Difamación directa e indirecta
Puede suceder que una persona pronuncie palabras por las que quede lesionada la fama de alguien sin tener esta intención lo cual no es difamar directa y formalmente hablando, sino materialmente y de una manera accidental. Y si las palabras por las que es quebrantada la reputación ajena son proferidas por alguien en atención a un bien o a un fin necesario y observando las debidas circunstancias, no hay pecado ni esto puede llamarse detracción. Mas, aunque las pronuncie por ligereza de espíritu o por alguna causa necesaria, no hay pecado mortal, a no ser que la palabra que diga sea tan grave que perjudique notablemente la fama de alguien, sobre todo, en lo relativo a la honestidad de la vida, pues entonces, por la calidad de las palabras, constituiría pecado mortal.
Restitución de la fama
Y está obligado uno a la restitución de la fama del mismo modo que se ha de restituir cualquier cosa robada, en la forma ya expuesta (q.62 a.2 ad 2) al tratar de la restitución. La detracción significa la difamación en todas sus formas, maledicencia, calumnia, murmuración. Santo Tomás utiliza la definición de San Alberto Magno, que es la de Hesiquio en su comentario al Levítico: Difamar es denigrar la fama de otro disminuyéndola o produciendo con palabras o narraciones mala reputación de él.

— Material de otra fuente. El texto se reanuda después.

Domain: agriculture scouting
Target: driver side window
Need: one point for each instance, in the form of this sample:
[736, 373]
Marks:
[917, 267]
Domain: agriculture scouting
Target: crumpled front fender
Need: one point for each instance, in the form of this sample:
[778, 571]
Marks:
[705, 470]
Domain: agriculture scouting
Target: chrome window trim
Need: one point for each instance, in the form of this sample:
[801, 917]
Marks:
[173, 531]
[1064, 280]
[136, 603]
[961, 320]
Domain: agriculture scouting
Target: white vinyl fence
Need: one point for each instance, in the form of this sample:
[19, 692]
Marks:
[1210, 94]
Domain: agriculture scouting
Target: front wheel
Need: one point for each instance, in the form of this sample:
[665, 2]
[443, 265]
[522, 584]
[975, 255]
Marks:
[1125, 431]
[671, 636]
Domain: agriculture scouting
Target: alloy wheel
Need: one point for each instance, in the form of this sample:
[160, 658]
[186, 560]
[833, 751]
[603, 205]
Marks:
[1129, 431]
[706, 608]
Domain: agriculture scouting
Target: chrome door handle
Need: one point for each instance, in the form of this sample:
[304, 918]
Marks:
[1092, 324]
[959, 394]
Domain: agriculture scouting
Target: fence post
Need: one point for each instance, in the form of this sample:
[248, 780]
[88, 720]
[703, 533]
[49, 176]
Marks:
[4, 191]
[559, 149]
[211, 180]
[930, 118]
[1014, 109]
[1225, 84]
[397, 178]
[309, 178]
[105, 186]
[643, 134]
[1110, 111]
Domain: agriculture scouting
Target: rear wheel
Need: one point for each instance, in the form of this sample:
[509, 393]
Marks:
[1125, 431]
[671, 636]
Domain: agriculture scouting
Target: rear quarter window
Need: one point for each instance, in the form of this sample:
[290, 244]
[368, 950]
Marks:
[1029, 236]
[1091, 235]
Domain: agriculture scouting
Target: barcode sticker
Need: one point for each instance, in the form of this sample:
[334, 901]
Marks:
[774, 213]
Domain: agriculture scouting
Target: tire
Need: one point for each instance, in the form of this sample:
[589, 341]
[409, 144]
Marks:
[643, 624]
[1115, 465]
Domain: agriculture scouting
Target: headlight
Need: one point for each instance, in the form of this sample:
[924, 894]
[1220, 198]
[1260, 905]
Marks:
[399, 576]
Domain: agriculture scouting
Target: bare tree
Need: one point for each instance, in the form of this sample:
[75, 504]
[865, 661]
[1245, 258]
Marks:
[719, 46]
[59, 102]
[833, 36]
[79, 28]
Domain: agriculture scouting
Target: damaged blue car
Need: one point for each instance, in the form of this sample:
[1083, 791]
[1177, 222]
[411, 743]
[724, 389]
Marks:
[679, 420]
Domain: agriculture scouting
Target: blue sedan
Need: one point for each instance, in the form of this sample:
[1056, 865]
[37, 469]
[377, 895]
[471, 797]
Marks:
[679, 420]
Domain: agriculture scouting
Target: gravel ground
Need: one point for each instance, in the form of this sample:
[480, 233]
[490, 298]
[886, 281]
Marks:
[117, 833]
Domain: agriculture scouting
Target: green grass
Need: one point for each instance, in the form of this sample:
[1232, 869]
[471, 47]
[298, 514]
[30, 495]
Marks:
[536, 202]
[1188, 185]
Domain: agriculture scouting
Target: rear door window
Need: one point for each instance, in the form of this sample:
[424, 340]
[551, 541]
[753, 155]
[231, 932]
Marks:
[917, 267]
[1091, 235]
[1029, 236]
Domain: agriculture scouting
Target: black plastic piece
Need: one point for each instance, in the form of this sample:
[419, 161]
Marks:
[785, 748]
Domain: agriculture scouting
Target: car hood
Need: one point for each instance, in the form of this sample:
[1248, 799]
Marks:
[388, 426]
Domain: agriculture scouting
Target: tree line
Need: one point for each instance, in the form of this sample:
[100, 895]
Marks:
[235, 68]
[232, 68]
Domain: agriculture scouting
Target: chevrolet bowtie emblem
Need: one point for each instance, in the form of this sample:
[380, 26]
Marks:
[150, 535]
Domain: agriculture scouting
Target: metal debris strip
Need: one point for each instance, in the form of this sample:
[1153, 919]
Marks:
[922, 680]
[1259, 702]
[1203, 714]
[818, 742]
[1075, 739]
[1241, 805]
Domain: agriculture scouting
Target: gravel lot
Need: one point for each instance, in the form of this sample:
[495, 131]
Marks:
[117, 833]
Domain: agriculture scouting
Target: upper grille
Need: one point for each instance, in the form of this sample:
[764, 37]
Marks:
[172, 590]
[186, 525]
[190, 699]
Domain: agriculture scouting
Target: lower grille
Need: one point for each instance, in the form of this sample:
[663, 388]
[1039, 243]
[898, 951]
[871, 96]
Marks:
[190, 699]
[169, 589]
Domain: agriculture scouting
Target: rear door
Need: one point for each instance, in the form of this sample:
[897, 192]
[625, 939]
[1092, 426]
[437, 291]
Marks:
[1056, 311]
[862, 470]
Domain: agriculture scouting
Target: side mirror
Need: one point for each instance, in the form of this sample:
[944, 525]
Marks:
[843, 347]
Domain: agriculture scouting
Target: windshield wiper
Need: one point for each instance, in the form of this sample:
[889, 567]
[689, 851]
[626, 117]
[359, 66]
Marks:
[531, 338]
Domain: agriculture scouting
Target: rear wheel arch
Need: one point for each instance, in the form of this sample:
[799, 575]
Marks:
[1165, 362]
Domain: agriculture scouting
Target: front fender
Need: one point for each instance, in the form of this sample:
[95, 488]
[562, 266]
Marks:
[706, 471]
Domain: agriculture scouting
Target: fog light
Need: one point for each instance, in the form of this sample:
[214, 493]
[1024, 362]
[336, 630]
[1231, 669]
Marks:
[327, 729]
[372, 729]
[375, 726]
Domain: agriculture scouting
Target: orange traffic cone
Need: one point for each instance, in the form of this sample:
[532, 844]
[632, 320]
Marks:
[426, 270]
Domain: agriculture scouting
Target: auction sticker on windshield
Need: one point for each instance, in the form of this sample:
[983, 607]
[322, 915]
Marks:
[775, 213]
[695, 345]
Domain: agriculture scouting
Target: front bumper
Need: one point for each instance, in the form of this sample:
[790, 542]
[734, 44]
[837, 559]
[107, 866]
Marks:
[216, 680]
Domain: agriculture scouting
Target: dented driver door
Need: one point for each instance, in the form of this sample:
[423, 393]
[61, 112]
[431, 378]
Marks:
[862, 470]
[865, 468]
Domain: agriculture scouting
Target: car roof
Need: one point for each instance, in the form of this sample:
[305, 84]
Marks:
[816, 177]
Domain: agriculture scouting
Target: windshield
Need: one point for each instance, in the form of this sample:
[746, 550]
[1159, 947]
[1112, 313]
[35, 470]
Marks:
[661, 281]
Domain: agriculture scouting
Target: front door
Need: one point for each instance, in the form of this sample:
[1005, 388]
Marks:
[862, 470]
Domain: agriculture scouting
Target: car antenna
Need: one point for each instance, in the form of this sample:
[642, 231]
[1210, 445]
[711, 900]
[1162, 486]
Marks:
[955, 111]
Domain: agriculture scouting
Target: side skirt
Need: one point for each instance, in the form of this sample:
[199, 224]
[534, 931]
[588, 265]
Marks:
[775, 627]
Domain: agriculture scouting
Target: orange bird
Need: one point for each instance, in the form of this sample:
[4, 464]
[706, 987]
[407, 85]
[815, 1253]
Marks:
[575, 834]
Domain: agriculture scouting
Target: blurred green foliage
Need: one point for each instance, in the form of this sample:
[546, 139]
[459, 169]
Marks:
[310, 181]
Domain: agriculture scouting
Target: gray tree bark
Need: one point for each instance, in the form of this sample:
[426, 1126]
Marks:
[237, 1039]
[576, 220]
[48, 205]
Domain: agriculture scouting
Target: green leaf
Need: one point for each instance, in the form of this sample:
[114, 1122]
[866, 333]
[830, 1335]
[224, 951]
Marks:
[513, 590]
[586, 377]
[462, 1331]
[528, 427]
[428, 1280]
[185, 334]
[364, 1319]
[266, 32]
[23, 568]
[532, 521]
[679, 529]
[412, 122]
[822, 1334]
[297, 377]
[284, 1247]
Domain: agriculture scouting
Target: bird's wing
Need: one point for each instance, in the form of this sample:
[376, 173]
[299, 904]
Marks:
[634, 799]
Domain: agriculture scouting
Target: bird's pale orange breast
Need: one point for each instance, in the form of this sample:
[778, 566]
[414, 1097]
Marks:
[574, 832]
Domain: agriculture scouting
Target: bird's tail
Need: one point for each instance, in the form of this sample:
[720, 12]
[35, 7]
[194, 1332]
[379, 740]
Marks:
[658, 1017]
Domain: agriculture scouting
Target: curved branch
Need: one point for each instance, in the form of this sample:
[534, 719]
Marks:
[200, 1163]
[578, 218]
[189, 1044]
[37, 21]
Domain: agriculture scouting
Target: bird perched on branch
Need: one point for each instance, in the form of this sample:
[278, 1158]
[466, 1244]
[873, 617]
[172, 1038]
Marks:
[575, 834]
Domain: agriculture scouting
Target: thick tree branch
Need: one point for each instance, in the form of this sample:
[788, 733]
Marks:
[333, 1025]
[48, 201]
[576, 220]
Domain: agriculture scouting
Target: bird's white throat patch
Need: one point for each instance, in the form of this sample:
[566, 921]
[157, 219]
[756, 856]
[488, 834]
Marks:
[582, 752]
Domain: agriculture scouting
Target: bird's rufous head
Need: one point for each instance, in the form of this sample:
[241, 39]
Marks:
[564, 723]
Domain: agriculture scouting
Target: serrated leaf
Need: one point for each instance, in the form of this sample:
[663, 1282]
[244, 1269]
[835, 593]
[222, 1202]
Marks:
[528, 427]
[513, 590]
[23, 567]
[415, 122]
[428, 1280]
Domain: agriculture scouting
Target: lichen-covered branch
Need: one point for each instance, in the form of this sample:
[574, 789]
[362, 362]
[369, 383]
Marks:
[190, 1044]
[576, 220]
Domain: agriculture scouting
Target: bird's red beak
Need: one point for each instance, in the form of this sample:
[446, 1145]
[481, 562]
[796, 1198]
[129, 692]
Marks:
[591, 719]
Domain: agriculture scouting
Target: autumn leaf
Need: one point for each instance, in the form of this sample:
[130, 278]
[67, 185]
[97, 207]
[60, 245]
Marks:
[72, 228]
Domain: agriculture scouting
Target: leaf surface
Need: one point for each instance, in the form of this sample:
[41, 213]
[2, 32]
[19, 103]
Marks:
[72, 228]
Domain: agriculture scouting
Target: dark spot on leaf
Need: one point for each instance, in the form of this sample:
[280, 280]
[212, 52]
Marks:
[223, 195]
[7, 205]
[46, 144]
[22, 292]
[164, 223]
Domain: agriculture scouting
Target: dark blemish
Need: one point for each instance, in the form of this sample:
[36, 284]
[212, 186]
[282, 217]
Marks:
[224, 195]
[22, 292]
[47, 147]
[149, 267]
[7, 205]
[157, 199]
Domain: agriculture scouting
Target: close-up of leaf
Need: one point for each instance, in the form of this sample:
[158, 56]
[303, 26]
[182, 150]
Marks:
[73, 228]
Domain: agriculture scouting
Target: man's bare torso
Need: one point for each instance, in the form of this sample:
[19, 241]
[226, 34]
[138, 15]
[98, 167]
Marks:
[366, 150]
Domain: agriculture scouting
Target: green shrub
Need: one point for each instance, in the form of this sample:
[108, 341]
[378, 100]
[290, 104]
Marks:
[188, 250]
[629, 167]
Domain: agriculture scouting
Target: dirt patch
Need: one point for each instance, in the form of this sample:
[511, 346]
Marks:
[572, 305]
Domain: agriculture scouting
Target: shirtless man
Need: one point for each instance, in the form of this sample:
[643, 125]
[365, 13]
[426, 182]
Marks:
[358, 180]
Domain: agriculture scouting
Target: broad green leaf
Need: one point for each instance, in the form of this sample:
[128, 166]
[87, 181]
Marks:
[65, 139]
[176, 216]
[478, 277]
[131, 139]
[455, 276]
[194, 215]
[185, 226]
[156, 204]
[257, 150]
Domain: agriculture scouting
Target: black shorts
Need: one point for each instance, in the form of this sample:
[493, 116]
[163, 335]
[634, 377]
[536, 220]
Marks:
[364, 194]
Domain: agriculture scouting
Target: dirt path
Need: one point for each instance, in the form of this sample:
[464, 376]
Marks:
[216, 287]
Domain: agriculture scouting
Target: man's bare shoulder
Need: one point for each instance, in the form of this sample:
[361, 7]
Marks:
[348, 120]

Así como la buena fama esclarece el nombre de uno, la difamación denigra y ensombrece empañando con una mancha la dignidad y el honor personal. Como la detracción roba la fama, el detractor debe en justicia restituir lo robado, que es harto difícil y a veces, imposible, no en vano dice el refrán: "Calumnia que algo queda".
Garantizada en la Sagrada Escritura
La palabra revelada da testimonio del valor del buen nombre: "Mas que las riquezas vale el buen nombre" (Prv 22, 1). "Ten cuidado de tu nombre que permanece, más que de millares de tesoros" (Eclo 41, 15). "No murmuréis unos de otros, hermanos; el que murmura de su hermano o juzga a su hermano, murmura de la Ley, juzga a la Ley" (Sant 4, 11). "Los chismosos, los calumniadores, aborrecidos de Dios" (Rm 1, 29, 30).
Santa Teresa, que fue víctima de muchísimas murmuraciones, detracciones y calumnias, fue propagadora de la no murmuración, "no hablaba mal de nadie, evitaba toda murmuración, pues tenía muy presente que no había de querer para los demás lo que no quería para ella, y persuadía tanto a esto que las que vivían con ella y la trataban, se quedaron con esta costumbre". Todos sabían que con la Madre Teresa "todos tenían las espaldas bien guardadas".